While it is usual to introduce in deeds conveying conditional fees a provision for reverter for breach of condition subsequent upon which the grant or estate is made to depend, the introduction of any express terms to that effect is not essential to the creation or preservation of the right to accomplish divestiture of the estate so conditionally granted or to accomplish its reinvestment in the grantor or his heirs. 8 R. C. L. pp. 1119, 1120; Fowlkes v. Wagoner (Tenn.Ch.App.) 46 S.W. 586, 589; Ball v. Milliken, 31 R.I. 36, 76 A. 789, Ann. Cas. 1912B, 30, 32, 37 L.R.A. (N.S.) 623; Thomas v. Record, 47 Me. 500, 74 Am. Dec. 500; 4 Kent, 123; Freeman's elaborate note, 44 Am. Dec. pp. 754-757. The terms employed in the granting clause, in restriction of the grant so as to convey a conditional fee only, together with the express provision restricting the validity of the conveyance to a compliance with the conditions prescribed, preclude any doubt of the grantors' intent that the estate granted should terminate upon breach of the conditions, and thereupon reinvest in the grantors or their heirs.
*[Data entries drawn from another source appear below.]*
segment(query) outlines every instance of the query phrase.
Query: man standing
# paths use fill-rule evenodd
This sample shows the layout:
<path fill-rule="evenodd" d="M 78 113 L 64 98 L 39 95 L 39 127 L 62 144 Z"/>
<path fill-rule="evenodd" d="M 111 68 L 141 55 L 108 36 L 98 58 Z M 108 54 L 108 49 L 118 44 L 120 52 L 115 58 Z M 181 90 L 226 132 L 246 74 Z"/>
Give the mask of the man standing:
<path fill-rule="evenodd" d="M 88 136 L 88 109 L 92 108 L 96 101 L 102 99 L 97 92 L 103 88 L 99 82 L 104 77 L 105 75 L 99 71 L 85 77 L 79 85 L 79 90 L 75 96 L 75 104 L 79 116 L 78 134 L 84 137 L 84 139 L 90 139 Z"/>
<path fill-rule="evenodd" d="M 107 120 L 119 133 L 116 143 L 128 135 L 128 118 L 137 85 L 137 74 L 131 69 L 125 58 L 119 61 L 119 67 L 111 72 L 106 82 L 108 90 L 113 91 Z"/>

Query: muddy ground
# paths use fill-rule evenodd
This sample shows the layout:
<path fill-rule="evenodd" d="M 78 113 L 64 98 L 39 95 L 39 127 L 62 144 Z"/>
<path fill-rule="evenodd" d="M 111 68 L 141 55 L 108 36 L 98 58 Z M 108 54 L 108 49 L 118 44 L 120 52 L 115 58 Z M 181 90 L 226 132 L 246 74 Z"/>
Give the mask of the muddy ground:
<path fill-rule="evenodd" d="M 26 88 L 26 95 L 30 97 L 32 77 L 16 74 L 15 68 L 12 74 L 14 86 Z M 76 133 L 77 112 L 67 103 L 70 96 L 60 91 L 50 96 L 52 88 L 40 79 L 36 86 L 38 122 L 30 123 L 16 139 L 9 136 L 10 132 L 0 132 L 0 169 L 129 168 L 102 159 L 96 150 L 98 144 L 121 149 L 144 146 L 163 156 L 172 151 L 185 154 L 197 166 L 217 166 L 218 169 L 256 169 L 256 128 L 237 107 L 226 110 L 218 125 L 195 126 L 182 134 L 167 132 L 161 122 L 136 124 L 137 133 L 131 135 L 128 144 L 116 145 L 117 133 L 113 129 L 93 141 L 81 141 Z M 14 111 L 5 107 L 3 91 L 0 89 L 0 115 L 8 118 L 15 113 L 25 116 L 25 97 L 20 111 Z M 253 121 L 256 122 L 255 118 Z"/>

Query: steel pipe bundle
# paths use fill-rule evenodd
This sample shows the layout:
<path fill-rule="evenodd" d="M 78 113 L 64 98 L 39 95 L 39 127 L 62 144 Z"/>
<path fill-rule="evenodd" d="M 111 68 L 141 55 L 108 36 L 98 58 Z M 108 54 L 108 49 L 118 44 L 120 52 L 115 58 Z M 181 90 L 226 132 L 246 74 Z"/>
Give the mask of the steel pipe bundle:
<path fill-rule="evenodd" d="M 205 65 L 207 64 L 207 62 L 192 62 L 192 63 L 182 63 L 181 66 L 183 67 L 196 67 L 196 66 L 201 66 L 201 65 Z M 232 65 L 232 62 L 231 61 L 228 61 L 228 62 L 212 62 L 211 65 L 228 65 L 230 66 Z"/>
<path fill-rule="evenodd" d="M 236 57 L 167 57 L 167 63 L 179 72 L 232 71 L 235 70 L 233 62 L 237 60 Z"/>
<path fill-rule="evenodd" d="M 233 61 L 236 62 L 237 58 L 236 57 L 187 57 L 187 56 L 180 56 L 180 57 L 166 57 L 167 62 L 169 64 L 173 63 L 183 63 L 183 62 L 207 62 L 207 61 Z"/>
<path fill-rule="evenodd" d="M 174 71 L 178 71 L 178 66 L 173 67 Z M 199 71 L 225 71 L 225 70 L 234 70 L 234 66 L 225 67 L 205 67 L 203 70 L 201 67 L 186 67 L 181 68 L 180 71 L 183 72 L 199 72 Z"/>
The instrument not being a grant in unqualified fee, but a grant of an estate defeasible upon breach of condition subsequent defined therein, the condition in restraint of alienation is not offensive to the rule against the suspension of the power of alienation stated in Hill v. Gray, 160 Ala. 273,276, 49 So. 676. This condition is, as has been stated, not offensive to the rule against perpetuities.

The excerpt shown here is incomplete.